Leaderless replication involves some quorom of the nodes acknowledging a write. Reads involves reading from some quorom of the nodes acknowledging a read.

This makes reads and writes slower than they would be from a system with leader replication, but is about as fast for writes.

This means that writes can fail if a quorom isn't reachable (like in semi-synchronous writes to a system with leaders) and reads can be stale (if the read is not issued to the correct node).

Dynamo is a database that uses this setup, with a gossip protocol to propagate reads and writes. This setup prioritizes availability, but a large amount of reads can be stale.

To calculate how to quorom works, we can use three variables:

  • n, the number of nodes
  • w, the number of nodes that need to acknowledge a write
  • r, the number of nodes that need to acknowledge a read

We can setup a quorom where the following holds:

  • w < n allows for writes if a node is unavailable.
  • r < n allows for reads if a node is unavailable.
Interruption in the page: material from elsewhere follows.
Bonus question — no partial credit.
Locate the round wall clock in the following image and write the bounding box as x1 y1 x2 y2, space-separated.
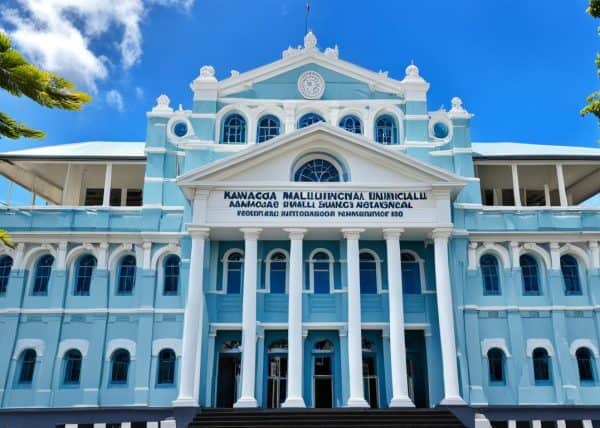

If w + r > n, every read is consistent, but might not be available.

By setting w and r to lower numbers, there may be stale reads but there's higher performance.

Read the section on concurrency, time, and replication. How do distributed systems determine causal dependencies (a happened before b). Is this similar to a graph algorithm you know? If you read the paper Time, Clock, and the Ordering of Events in a Distributed System, what is required to create a partial ordering (a happens before b) of events in a distributed system? What are the tradeoffs of the method proposed by this paper?

To create a partial ordering of happened before, the paper uses lamport timestamps. Lamport timestamps invoke total ordering for events that could occur concurrently by using a numbered timestamp for sending and receiving events.

Lamport timestamps can only return an order if there's a causal relationship between two events: if they haven't exchanged messages, then the events can be considered concurrent.

Unfortunately, with lamport timestamps, we can't determine if there is a causal relationship between two events.